Surprisingly, some of the earliest rocket successes came from the Army. The Army's Redstone rocket line – and the Juno line that emerged from it — were America's first successful missiles: They were designed by a team led by Werner von Braun. In a proud moment for the Army, a Juno rocket launched America's first satellite, Explorer 1, in 1958. The Navy was less successful in the space arena: Its Vanguard rocket was supposed to launch the first American satellite but blew up on the launchpad in 1957. (Still, Vanguard rockets would carry out a number of successful missions in the following years.)

The Air Force had arguably the most success with space research, though. In the late 1950s, the Air Force began to develop the successful "Atlas" line of rockets, which would carry probes to the Moon. Besides developing rockets, the Air Force also conducted some of the first scientific studies into the effects of extremely high altitude on the human body. One initiative, "Project Man High," brought men to the edge of space in polyethylene balloons.

In the 1950s, America's lack of a centralized space program wasn't really viewed as a problem that needed to be addressed. Until...

The Soviet Union launches Sputnik

In the middle of the 1950s, both the United States and the Soviet Union agreed to participate in the "International Geophysical Year" — a global event from 1957 to 1958 emphasizing scientific interchange between all nations. As part of this event, the United States announced its intention to launch several small satellites. The Soviets were quick to follow suit, Popular Science explains.

For the most part, the American government was confident that it could beat the Soviets in this technological race. But terror struck on October 4, 1957, when news spread of the Soviet Union's successful launch of Sputnik 1, a small radio-equipped satellite. Frenzied American newspapers referred to Sputnik as an "artificial moon" and worried that the satellite could be spying on America's every move. Naturally, the American public was outraged and terrified: For all its wealth, military strength, and scientific prowess, how could the United States have possibly been beaten by the Soviet Union? Although Sputnik 1 was only the size of a volleyball, none of America's rockets were developed enough to launch anything into orbit at that time.

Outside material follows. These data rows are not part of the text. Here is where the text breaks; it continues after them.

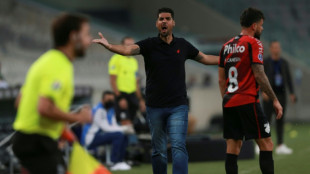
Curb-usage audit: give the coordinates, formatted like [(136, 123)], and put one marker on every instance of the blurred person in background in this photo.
[(45, 98), (3, 83), (104, 130), (278, 72), (166, 96), (124, 81)]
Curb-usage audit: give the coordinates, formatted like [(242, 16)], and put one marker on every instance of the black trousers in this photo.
[(133, 106), (269, 111), (38, 154)]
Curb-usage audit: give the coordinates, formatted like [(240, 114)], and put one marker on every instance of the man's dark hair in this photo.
[(104, 93), (250, 16), (63, 25), (125, 38), (165, 10)]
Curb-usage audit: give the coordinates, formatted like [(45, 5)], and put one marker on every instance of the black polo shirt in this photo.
[(165, 70)]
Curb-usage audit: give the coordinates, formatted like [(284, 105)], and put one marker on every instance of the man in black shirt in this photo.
[(278, 73), (167, 107)]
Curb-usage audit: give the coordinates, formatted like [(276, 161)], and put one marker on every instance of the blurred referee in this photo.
[(46, 96), (166, 98)]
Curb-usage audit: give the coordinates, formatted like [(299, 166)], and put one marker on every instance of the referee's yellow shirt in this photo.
[(50, 76), (126, 69)]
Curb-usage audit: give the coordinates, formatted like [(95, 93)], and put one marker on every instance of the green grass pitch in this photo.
[(297, 136)]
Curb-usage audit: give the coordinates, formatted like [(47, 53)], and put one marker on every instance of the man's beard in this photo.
[(257, 35), (79, 52), (164, 34)]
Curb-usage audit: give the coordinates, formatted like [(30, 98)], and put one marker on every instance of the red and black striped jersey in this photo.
[(236, 57)]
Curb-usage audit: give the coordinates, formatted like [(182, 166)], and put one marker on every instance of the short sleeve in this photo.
[(192, 51), (222, 58), (52, 87), (113, 67), (144, 46), (256, 51)]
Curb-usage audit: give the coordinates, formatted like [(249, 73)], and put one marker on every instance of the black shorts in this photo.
[(38, 154), (245, 122), (133, 106)]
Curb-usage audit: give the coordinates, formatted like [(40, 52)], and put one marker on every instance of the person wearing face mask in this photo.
[(104, 130)]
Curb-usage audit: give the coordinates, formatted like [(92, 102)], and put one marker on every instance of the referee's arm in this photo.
[(47, 108), (207, 59), (126, 50)]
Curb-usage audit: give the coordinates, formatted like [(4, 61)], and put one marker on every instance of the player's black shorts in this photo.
[(245, 122), (38, 154)]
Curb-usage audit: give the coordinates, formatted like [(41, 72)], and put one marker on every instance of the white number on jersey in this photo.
[(233, 82)]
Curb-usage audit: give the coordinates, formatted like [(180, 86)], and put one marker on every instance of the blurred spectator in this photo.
[(123, 72), (104, 130), (278, 73), (3, 83)]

America's embarrassment was doubled when the Soviet Union launched another satellite, Sputnik 2, on November 3. This one even had an occupant: Laika, a stray dog from the streets of Moscow. The Soviets had now launched two successful satellites, while the United States had launched zero. This was unacceptable — something had to change.

President Eisenhower turns NACA into NASA

The launch of Sputnik was a major smack in the face to President Dwight D. Eisenhower. Public confidence in the Eisenhower administration waned significantly: Then-Senator Andrew Johnson even accused Eisenhower – a World War II general — of not granting enough resources to the military to adequately defend the country. With public pressure mounting, Eisenhower knew he had no choice. To preserve the country's image, he had to find a way to achieve American dominance in space.

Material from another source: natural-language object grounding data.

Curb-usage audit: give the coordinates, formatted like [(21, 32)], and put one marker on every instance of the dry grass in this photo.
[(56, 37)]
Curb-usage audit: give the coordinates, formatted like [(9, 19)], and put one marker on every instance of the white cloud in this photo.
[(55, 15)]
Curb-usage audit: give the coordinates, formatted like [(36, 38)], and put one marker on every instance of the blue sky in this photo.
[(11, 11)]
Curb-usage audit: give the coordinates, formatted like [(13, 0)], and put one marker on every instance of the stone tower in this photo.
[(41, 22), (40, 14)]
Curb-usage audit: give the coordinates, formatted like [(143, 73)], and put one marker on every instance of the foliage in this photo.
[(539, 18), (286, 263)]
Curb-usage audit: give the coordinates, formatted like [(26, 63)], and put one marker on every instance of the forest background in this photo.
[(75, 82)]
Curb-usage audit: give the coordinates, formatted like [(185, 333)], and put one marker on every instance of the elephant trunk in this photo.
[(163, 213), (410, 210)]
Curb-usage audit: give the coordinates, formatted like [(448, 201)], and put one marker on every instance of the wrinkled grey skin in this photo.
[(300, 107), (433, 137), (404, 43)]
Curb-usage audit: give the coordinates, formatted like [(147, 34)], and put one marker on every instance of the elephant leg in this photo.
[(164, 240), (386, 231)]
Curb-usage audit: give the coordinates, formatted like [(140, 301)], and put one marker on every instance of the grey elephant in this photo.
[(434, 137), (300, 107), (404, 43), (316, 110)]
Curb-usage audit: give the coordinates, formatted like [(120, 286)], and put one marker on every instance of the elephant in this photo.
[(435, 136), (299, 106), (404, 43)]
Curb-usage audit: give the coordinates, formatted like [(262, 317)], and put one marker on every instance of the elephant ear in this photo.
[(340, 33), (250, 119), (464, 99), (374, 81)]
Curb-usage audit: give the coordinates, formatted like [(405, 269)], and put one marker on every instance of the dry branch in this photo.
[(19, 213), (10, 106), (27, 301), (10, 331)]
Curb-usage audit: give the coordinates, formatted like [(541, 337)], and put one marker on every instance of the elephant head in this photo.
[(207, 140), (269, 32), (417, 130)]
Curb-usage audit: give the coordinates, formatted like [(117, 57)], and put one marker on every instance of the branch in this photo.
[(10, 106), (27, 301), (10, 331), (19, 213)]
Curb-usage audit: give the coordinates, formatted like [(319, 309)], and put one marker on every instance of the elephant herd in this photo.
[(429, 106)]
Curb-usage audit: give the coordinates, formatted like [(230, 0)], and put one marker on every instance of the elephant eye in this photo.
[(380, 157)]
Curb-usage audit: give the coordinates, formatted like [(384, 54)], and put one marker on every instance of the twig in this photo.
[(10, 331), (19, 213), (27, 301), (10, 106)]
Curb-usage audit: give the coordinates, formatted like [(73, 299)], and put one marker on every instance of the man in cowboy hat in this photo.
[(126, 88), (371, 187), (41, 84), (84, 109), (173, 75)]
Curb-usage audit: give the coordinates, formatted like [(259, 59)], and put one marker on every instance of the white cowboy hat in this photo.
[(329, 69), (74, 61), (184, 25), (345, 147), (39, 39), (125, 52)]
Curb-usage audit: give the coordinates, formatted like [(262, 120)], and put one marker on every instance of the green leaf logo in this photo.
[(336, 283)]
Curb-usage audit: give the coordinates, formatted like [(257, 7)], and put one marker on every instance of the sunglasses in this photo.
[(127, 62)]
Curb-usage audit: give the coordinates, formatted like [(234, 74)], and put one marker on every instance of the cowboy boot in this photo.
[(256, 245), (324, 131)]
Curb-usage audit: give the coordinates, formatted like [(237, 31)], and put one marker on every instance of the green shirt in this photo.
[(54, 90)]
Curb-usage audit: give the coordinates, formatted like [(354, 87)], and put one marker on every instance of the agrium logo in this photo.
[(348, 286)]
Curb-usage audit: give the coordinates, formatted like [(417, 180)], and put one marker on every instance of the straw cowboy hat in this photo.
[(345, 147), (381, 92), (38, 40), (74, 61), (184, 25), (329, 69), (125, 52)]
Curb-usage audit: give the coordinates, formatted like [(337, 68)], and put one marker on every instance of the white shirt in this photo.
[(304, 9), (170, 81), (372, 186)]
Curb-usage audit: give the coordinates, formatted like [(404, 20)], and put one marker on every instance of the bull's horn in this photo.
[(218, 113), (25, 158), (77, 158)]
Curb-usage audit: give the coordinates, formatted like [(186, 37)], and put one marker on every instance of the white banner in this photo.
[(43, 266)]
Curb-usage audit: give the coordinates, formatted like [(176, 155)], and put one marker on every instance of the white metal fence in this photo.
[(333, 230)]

So far, the military had not been up to the task. Infighting between branches remained a severe impediment to progress. As a result, Eisenhower's administration decided that America's space program should be run by a centralized civilian agency instead. At the time, the closest thing that fit this description was the National Advisory Committee for Aeronautics (NACA), a relatively small branch of the government dedicated to researching issues of flight.

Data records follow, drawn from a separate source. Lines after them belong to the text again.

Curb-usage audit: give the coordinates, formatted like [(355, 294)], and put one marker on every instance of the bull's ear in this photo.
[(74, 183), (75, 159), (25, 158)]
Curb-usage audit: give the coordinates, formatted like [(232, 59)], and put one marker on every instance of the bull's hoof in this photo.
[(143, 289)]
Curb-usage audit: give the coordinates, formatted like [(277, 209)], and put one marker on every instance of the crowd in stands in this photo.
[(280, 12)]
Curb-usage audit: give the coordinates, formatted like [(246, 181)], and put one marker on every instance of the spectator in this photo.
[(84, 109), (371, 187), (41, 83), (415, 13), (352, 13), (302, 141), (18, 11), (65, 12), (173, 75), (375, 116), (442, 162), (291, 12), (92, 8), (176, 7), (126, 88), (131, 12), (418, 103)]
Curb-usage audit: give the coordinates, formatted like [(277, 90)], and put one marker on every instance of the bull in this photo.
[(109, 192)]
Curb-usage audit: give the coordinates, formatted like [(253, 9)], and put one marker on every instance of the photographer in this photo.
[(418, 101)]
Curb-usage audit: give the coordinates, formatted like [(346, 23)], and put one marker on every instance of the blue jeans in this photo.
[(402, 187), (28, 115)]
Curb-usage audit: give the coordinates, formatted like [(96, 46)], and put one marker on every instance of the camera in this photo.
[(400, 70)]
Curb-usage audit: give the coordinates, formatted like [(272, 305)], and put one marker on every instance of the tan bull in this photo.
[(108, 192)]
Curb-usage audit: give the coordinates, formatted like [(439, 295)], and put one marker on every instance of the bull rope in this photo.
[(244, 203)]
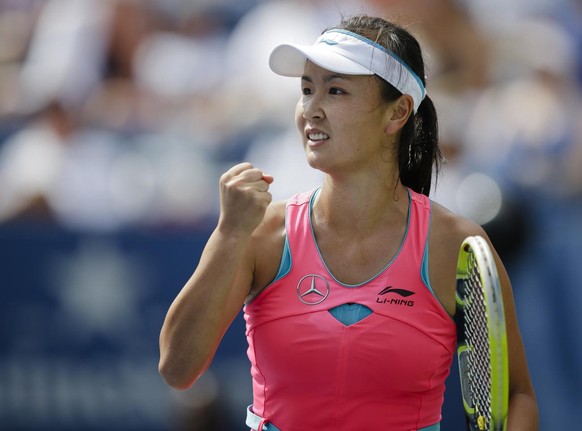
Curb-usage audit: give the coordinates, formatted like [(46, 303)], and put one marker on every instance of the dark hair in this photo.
[(418, 150)]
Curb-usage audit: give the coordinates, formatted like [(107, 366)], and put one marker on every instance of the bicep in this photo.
[(519, 379)]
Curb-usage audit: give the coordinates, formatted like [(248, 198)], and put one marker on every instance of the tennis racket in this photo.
[(481, 338)]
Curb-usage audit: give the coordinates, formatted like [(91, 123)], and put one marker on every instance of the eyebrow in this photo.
[(326, 78)]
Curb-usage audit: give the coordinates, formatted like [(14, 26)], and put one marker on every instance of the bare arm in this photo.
[(523, 412), (215, 293)]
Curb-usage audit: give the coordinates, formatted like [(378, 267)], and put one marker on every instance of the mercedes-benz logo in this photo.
[(312, 289)]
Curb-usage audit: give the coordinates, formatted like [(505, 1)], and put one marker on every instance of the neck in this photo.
[(362, 206)]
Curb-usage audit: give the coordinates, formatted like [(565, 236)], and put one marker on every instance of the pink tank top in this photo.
[(384, 372)]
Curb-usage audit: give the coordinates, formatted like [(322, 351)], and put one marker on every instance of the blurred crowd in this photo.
[(120, 114)]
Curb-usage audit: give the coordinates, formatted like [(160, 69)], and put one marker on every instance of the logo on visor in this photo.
[(312, 289), (329, 42)]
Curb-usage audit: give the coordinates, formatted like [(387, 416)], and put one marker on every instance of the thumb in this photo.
[(268, 178)]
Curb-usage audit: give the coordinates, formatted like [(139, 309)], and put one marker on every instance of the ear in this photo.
[(398, 113)]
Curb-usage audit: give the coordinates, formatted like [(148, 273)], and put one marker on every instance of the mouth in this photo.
[(317, 137)]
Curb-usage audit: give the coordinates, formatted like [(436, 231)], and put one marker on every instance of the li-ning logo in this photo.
[(396, 301), (312, 289)]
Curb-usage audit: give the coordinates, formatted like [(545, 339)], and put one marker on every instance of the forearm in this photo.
[(203, 310), (523, 413)]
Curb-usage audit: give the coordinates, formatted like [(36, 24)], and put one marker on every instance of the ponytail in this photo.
[(418, 151)]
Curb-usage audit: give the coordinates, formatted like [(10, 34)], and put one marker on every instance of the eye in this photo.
[(336, 91)]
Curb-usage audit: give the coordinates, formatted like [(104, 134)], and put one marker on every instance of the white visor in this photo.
[(342, 51)]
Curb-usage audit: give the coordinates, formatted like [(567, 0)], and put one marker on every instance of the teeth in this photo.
[(317, 136)]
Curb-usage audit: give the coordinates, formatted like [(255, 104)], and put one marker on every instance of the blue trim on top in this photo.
[(348, 314), (286, 261), (312, 200), (385, 50)]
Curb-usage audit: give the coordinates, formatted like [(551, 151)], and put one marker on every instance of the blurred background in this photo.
[(117, 118)]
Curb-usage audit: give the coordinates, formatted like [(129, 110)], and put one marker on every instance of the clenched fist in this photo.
[(244, 197)]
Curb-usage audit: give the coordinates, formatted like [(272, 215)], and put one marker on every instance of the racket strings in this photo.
[(476, 327)]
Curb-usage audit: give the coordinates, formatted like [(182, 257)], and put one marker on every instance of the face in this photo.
[(341, 119)]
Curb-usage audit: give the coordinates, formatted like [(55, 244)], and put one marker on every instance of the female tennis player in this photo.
[(349, 289)]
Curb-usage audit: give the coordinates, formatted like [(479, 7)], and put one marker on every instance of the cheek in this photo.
[(299, 120)]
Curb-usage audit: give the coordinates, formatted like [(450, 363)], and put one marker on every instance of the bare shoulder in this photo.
[(267, 246), (447, 233), (448, 230)]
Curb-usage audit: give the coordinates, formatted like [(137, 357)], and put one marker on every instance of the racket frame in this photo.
[(475, 247)]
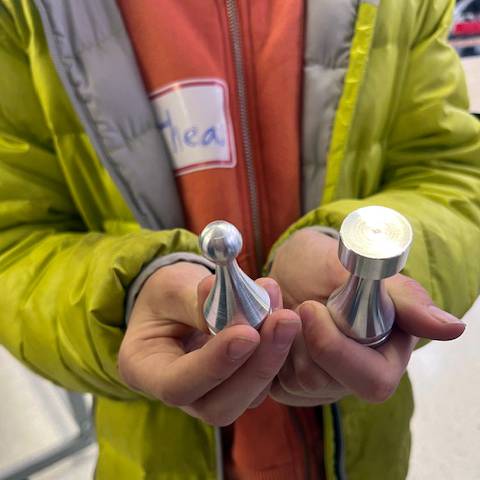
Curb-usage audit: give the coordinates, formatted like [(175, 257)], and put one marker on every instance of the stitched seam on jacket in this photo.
[(102, 41)]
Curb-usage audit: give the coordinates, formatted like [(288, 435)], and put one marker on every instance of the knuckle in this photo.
[(125, 366), (170, 396)]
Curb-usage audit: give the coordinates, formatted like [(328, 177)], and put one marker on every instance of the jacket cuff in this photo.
[(155, 265)]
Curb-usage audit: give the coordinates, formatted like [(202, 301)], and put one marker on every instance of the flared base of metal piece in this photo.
[(363, 311), (235, 299), (375, 342)]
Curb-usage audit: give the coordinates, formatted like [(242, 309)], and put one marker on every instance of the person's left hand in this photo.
[(324, 365)]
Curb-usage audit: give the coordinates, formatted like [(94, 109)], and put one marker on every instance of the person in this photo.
[(126, 126)]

So, on July 29, 1958, Eisenhower's signature formally rebranded NACA as the National Aeronautics and Space Administration, now ubiquitously referred to as NASA. NASA would operate as a new branch of the government: In the words of the Space Act of 1958, it would be granted an adequate budget for "the expansion of human knowledge of [...] space" and "the improvement of the usefulness, performance, speed, safety, and efficiency of [...] space vehicles."

And the rest, as they say, is history. NASA's accomplishments speak for themselves — from the Apollo moon landings to the Hubble Space Telescope.